For more information regarding HIPAA Privacy, visit www.hhs.gov.
These days we’re all overloaded with the number of accounts that require credentials and remembering them is impossible. Using the same password for different accounts is tempting—like having one handy key that opens every lock you use. But reusing passwords is not the solution.
Compromised passwords are one of the leading causes of data breaches, and reusing passwords can increase the damage done by what would otherwise be a relatively small incident. Cybercriminals know that people reuse credentials and often test compromised passwords on commonly used sites in order to expand the number of accounts they can access.

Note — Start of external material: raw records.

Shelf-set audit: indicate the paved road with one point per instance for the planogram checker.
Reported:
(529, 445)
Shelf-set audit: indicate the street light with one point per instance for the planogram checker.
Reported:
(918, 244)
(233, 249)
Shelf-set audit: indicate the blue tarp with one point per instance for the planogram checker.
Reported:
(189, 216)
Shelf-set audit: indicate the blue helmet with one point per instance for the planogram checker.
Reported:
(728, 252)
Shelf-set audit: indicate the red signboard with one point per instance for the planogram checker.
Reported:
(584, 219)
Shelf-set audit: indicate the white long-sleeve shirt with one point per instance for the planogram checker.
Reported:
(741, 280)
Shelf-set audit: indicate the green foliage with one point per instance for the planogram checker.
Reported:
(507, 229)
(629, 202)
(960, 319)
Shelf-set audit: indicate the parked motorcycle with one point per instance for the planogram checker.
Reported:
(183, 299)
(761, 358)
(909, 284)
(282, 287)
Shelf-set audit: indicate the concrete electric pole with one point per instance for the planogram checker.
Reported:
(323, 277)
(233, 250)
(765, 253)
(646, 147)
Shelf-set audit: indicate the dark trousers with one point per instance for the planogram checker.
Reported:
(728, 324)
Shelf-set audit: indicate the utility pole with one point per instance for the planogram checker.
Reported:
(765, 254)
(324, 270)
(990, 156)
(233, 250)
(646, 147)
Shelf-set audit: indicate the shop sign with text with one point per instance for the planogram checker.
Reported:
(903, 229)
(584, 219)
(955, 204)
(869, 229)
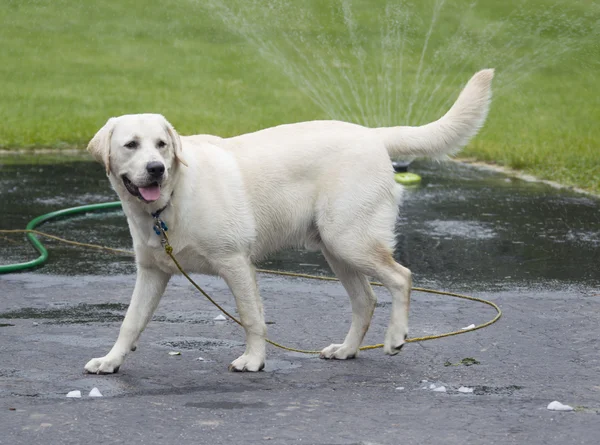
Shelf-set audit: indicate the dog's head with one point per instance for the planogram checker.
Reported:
(140, 151)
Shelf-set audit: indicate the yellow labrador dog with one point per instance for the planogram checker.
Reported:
(228, 203)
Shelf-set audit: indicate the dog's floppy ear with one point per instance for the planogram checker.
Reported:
(176, 141)
(99, 146)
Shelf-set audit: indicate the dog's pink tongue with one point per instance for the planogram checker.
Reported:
(151, 193)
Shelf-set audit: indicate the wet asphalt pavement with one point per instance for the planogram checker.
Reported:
(532, 249)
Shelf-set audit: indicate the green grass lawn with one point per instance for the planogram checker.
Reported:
(233, 66)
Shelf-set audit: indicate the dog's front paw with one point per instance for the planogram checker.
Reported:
(394, 340)
(247, 363)
(103, 365)
(338, 352)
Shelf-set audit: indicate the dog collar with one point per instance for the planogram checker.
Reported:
(156, 214)
(159, 226)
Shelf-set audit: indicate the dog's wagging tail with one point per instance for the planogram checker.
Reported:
(451, 132)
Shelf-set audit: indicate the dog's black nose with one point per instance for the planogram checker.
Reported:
(155, 169)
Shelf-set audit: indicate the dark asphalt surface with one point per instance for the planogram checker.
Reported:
(530, 249)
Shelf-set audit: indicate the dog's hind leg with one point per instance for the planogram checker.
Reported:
(363, 302)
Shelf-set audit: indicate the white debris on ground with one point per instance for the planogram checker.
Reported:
(557, 406)
(95, 392)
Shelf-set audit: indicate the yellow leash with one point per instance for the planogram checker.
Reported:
(169, 252)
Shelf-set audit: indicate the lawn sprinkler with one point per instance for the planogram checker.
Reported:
(403, 176)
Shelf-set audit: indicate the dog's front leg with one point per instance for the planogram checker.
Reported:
(149, 287)
(240, 275)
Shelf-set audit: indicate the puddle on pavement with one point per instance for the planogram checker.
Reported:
(462, 228)
(81, 313)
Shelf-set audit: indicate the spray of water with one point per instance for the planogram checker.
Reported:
(401, 68)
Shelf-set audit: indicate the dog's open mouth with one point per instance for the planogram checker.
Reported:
(148, 193)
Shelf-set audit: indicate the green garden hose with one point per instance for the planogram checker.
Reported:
(8, 268)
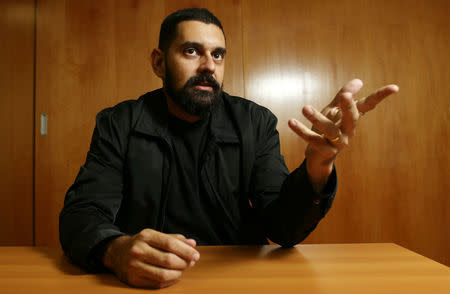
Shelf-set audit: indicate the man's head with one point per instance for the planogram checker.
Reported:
(190, 60)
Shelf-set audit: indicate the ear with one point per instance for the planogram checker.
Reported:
(158, 64)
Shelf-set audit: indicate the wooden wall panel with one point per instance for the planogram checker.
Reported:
(393, 179)
(91, 55)
(16, 122)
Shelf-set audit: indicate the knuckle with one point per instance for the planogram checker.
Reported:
(163, 276)
(135, 250)
(133, 265)
(170, 244)
(168, 260)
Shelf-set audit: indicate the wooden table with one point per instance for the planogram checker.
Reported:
(337, 268)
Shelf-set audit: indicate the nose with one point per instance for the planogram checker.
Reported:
(207, 64)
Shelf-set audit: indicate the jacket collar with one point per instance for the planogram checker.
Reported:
(153, 118)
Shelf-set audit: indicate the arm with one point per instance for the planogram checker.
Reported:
(87, 231)
(288, 204)
(307, 193)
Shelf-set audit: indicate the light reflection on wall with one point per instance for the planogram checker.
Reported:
(298, 86)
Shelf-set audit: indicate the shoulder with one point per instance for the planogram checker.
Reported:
(125, 114)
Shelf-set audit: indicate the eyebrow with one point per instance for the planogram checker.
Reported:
(221, 50)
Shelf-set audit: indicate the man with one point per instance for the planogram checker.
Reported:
(189, 164)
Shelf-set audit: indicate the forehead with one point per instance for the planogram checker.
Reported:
(209, 35)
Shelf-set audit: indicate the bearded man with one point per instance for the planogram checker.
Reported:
(190, 165)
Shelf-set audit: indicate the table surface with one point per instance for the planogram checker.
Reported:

For instance, if you use the same password for your work email as for Amazon or your gym membership, a breach at one of those companies puts your work emails at risk. Reusing credentials is like giving away copies of the key that opens all your locks. Before reusing a password for different accounts, especially across work and personal ones, think of all the data that someone could get into if they got that credential.
Here are some tips to help you avoid falling in this trap:
• Use completely separate passwords for work and personal accounts.
• Avoid words that can easily be guessed by attackers, like “password” or “September2017,” or predictable keyboard combinations like “1234567,” “qwerty,” or “1q2w3e4r5t.”
• Add some complexity with capitalization or special characters if required. “Fido!sAnAwesomeDog” is a stronger password than your pet’s name.
• Just adding numbers or special characters at the end of a word doesn’t increase security much, because they’re easy for software to guess.
• Avoid words like your kids’ names that could easily be guessed by coworkers or revealed by a few minutes of online research.
• Answers to security questions are often easily found— your mother’s maiden name is public record—so pick another word for whenever that question comes up.